こうして野良犬はあまり見かけなくなったけど、猫はまだまだたくさんいた。発情期になると、独特の声が聞こえて家の周りがやかましくて仕方がない。
ディズニーのアニメで、ゴミ捨て場を根城とした猫の集団が、歌いながら一匹の雌猫を追いかけるシーンがあったけど、あんなに可愛いものではなかった。
そんな頃、我が家に雄の猫が一匹迷い込んできた。でも、そこには既に犬の先住者がいたのである。今度は名前もつけたけど、母は昔から猫が嫌いで、可哀そうに、犬とは何かと違った待遇を受けていた。
そんな扱いに不満を覚えたのか、猫は外出時間が次第に長くなった。そしてある日を境に家に帰らなくなった。怪我をしたとか、死んだ猫の話も聞かないので数日待ったけど、さすがに心配になって、張り紙をだした。

たずね猫
土坂ニャン太が行方不明になりました
茶色のトラ猫で見かけた方は....
数日が経って二人の方から、同じような情報を頂いた。この先の植木屋さんにニャン太らしき猫がいるようです、と。
当時は植木屋さんがたくさんあって、かなり大きく育った木も茂っていた。いつもその木に登っている見慣れた猫がいて、しかも、近くにはもう一匹雌猫もいた。
差別社会の我が家で暮らすよりも自由に、しかも雌に寄り添って暮らせれば、どんなにか楽しいことだろう。
もし長く連れ添って、仲たがいをした日には戻ってくればよい。人間だって、そんなの沢山いるのだから。ただ、植木屋さんに迷惑をかけてはいないか。あるいは邪険に扱われていないか、それがちょっと心配だった。
のらの暮らし
我が家の近くに猫博士がいた。数年前に取り壊されたけど、白日荘といって広大な敷地に母屋や蔵、図書室など数戸の建物があった。もともと狼博士といわれる平岩米吉氏が、ここで日本狼の研究を行っていた。
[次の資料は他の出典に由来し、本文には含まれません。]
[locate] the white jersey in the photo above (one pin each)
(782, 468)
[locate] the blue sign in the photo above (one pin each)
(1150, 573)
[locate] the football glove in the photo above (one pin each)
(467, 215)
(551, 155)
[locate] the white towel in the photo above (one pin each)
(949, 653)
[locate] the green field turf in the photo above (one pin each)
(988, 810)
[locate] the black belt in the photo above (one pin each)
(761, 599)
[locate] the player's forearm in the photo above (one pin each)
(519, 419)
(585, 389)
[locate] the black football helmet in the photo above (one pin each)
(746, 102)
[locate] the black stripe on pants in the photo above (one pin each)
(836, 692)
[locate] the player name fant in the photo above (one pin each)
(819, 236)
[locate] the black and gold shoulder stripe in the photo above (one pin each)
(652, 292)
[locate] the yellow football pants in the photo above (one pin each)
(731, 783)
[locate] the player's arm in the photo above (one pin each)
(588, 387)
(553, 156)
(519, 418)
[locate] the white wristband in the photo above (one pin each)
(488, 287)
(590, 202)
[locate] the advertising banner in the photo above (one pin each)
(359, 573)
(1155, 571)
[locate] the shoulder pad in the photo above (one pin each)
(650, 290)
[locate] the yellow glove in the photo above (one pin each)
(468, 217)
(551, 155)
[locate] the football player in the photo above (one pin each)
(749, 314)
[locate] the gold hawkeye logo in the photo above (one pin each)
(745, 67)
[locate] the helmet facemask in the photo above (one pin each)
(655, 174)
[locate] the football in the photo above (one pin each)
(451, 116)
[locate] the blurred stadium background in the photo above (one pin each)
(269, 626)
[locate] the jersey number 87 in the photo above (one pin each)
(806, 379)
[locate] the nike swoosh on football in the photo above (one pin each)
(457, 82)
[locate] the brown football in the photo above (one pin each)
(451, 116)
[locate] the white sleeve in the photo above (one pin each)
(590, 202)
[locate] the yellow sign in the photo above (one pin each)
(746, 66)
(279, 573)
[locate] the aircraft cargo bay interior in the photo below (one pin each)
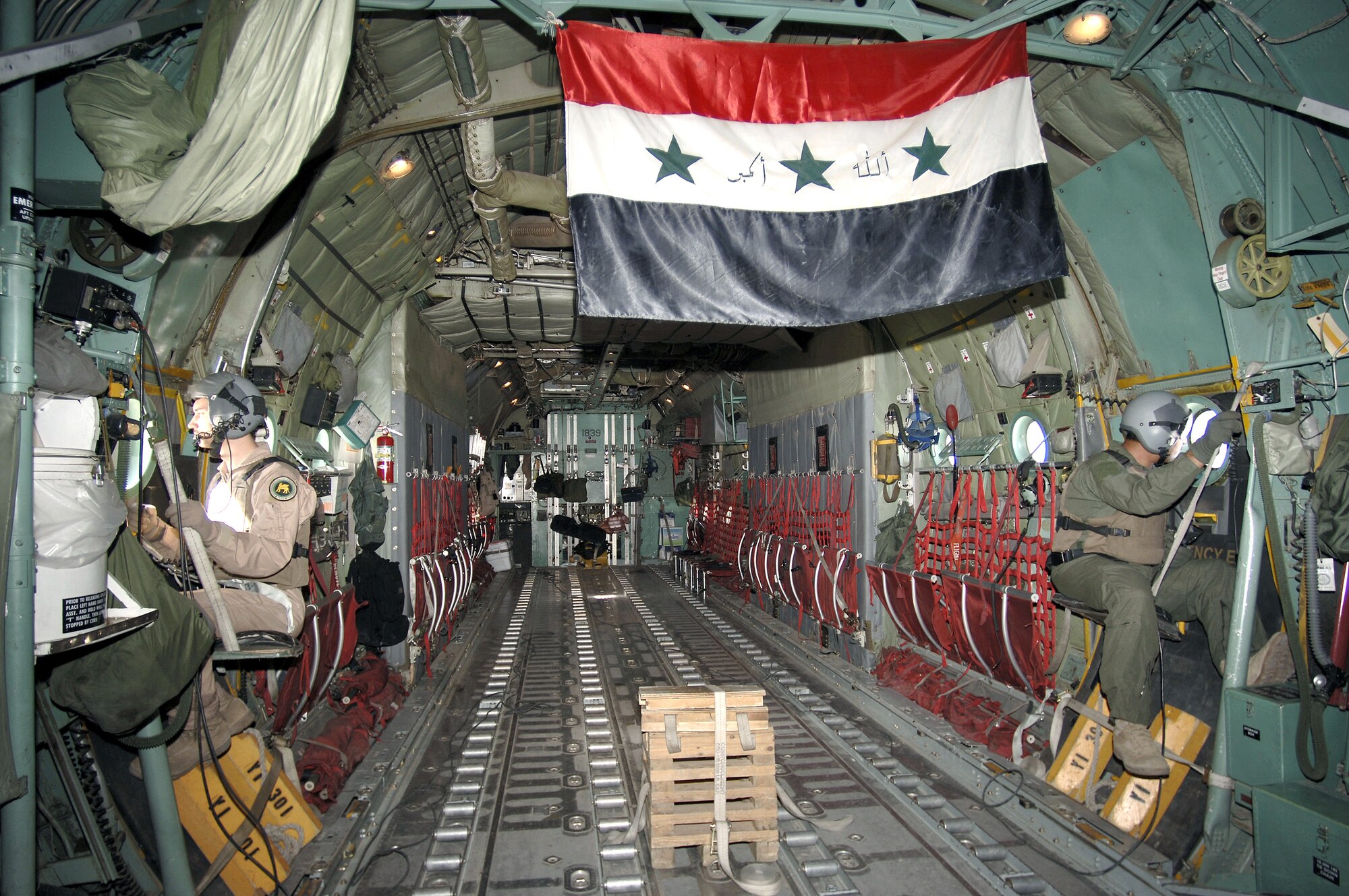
(674, 447)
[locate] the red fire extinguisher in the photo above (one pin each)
(385, 455)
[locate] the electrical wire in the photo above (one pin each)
(1157, 804)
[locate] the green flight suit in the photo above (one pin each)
(1118, 496)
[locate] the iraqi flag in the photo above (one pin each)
(801, 185)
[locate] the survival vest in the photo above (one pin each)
(295, 574)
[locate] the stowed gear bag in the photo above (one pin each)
(1331, 496)
(121, 683)
(579, 531)
(380, 589)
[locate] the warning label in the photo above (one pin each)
(83, 613)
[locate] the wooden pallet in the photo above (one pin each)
(683, 781)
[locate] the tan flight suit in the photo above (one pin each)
(264, 509)
(1127, 505)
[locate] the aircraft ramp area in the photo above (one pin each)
(517, 767)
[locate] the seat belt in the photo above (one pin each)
(198, 551)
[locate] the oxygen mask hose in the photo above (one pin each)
(1311, 722)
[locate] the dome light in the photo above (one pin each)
(1030, 439)
(400, 165)
(1089, 25)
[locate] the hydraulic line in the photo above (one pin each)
(82, 752)
(1316, 630)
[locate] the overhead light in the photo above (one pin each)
(399, 165)
(1089, 25)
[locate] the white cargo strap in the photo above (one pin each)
(198, 551)
(720, 823)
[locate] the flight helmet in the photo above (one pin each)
(237, 407)
(1155, 420)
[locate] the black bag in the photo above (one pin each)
(575, 491)
(579, 531)
(380, 590)
(121, 683)
(548, 485)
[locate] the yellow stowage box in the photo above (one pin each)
(289, 820)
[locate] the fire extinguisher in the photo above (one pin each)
(385, 455)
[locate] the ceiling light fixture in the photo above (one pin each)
(400, 165)
(1091, 24)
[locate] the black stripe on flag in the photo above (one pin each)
(662, 261)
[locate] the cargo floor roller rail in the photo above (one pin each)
(519, 765)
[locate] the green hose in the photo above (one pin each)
(1311, 721)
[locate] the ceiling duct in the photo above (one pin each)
(604, 373)
(496, 188)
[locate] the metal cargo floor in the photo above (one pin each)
(516, 768)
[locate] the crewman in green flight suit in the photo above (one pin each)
(1111, 540)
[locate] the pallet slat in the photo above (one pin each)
(682, 804)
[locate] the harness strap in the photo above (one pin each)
(1074, 525)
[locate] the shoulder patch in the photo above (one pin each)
(283, 489)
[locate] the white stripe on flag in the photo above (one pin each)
(991, 131)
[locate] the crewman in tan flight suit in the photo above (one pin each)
(256, 527)
(1111, 541)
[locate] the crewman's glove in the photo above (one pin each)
(191, 514)
(145, 521)
(1222, 429)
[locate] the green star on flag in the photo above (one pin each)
(929, 156)
(674, 161)
(809, 169)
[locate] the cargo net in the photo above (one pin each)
(799, 545)
(717, 522)
(980, 593)
(447, 564)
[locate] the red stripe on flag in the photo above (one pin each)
(780, 83)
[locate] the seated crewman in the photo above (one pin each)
(1112, 532)
(256, 527)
一度だけ中に入れてもらったことがあるが、狼を飼っていた小屋の跡、熊のいた小屋の跡などがあり、その他は昭和の風景をそのまま残したような庭だった。
米吉先生亡き後、ここでは、平岩由伎子氏が猫博士として、和猫の研究を行っていた。ところが戦後、純粋な和猫は次第に少なくなって、洋猫と雑種ばかりとのこと。
この地域にも雑種の野良猫は結構いるけれど、犬と違って人間と上手に共存をしている。
例えば、ある猫のねぐらはお寺の縁の下にあって、朝になるとまずAさん宅に向かう。ここでは〇〇ちゃんと呼ばれて朝ごはんをもらう。
Aさんがでかけると、今度はBさん宅に向かって××ちゃんと呼ばれる。そしてお昼ご飯。
午後ののんびりした時間はお寺の境内で過ごして、参拝客にかまってもらう。決まっておやつをくれる人もいて、野良猫の割にはずいぶん太っている。そして夕ご飯。
こうして自由気ままに遊ぶ猫がいる一方、最近の飼い猫は家を一歩も出ずに暮らす。理由は交通事故、感染症、脱走、近隣のトラブルなど。でも、考えてみれば、どれも昔からあった問題で、最近は窮屈な暮らしになった。
お魚くわえたどら猫 追いかけて
裸足で かけてく 愉快なサザエさん
はもういない。
ところが、ひょんなことから、我が家でも猫を飼い始めた。その生活ぶりをみると、カリカリした宇宙食のようなものを食べて、去勢をされて、外出もままならない。
もし、私が猫に生まれたら、生涯部屋の中でカリカリを食べて過ごすのは、我慢がならない。多少腹を空かすことがあっても、気に入った雌と駆け落ちをするような暮らしがしたい。自信がある。そして、もし離縁をされたら、お寺の縁の下を根城に、何軒かスポンサーを見つけて暮らすことにしよう。
それはともかく、今度は、我が家のその猫がいなくなるという事件が起きた。家を一歩も出ないはずなのにいない。最近はハクビシンが出没して猫を襲うという話も聞いたし、数十年ぶりにたずね猫の張り紙を書いた。
結局丸一日さがして、天井近くの高い棚の一番奥に潜んでいるところを発見した。
ご近所の方には、何人もお声がけをして頂いて、ありがとうございます。
ついでにかつて、我が家の娘が家出をした数日間は、祖父母の家に行っているのがわかっていたので、たずね人の張り紙は出さなかった。そのかわり、食い扶持の減った間に豪華フレンチ、一流寿司を食べてまわった。アハハ。